Breast Cancer Under the Microscope: How Pathologists Diagnose and Classify the Disease
How breast is diagnosed and classified under the microscope.
Breast Cancer Under the Microscope: How Pathologists Diagnose and Classify the Disease
From specimen to diagnosis
A breast cancer diagnosis begins with tissue. Whether the sample arrives as a core needle biopsy (a thin cylinder of tissue sampled under imaging guidance) or as a larger surgical excision, the pathologist's first job is the same: to determine whether a malignancy is present, and if so, what kind. The tissue is fixed in formalin, embedded in paraffin, sliced into micron-thin sections, and stained with hematoxylin and eosin (H&E) — a stain that colors nuclei blue-purple and cytoplasm and stroma pink. This humble stain remains the backbone of diagnosis: architecture, cell shape, and the relationship of tumor cells to surrounding tissue are all read first on H&E.
The single most important question on H&E is whether the lesion is in situ (confined within the duct-lobular system) or invasive (breaching the basement membrane into stroma). This distinction hinges on the myoepithelial layer — the outer cell coat of normal ducts and lobules. When that layer is intact, the proliferation is in situ; when it is absent and tumor cells infiltrate stroma freely, the lesion is invasive. Where H&E is ambiguous, immunohistochemistry (IHC) for myoepithelial markers such as p63, calponin, and smooth-muscle myosin heavy chain (SMMHC) settles the question [1, 2].
Every invasive carcinoma is then characterized by a standard biomarker panel — estrogen receptor (ER), progesterone receptor (PR), and HER2 — assessed on essentially every case, because these markers define eligibility for endocrine and HER2-directed drug classes and shape prognosis [1, 2].
The H&E picture
Across the catalogue of breast carcinomas, recurring morphologic themes organize the diagnosis.

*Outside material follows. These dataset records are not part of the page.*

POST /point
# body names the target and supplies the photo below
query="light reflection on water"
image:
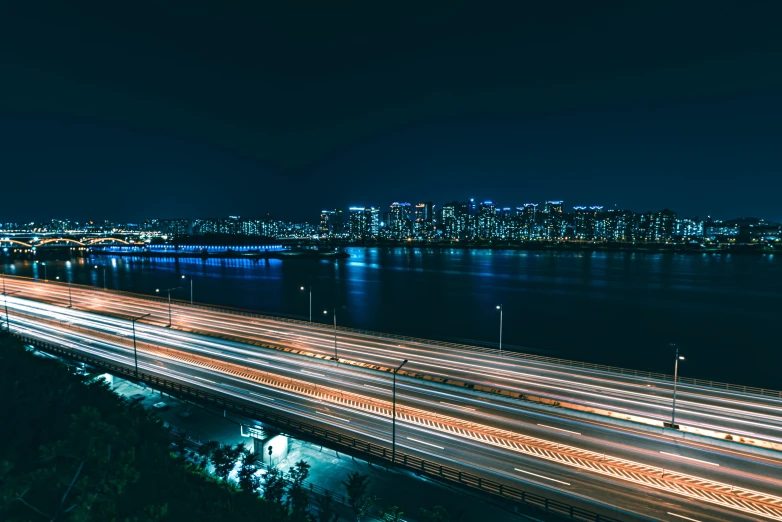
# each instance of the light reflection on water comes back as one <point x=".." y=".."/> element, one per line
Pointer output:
<point x="615" y="308"/>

Pathologists read architecture (do cells form tubules, sheets, single files, sieve-like cribriform islands, or papillary fronds?), cytology (nuclear size, uniformity, nucleoli, cytoplasm), mitotic activity, and stromal response (desmoplasia, mucin, necrosis). A few patterns are nearly diagnostic at a glance: single-file infiltration with loss of cohesion suggests lobular carcinoma; well-formed angulated tubules with low-grade nuclei suggest tubular carcinoma; tumor clusters floating in mucin lakes signal mucinous carcinoma; and morule-like clusters sitting in empty lacunar spaces with reversed "inside-out" polarity define invasive micropapillary carcinoma [1].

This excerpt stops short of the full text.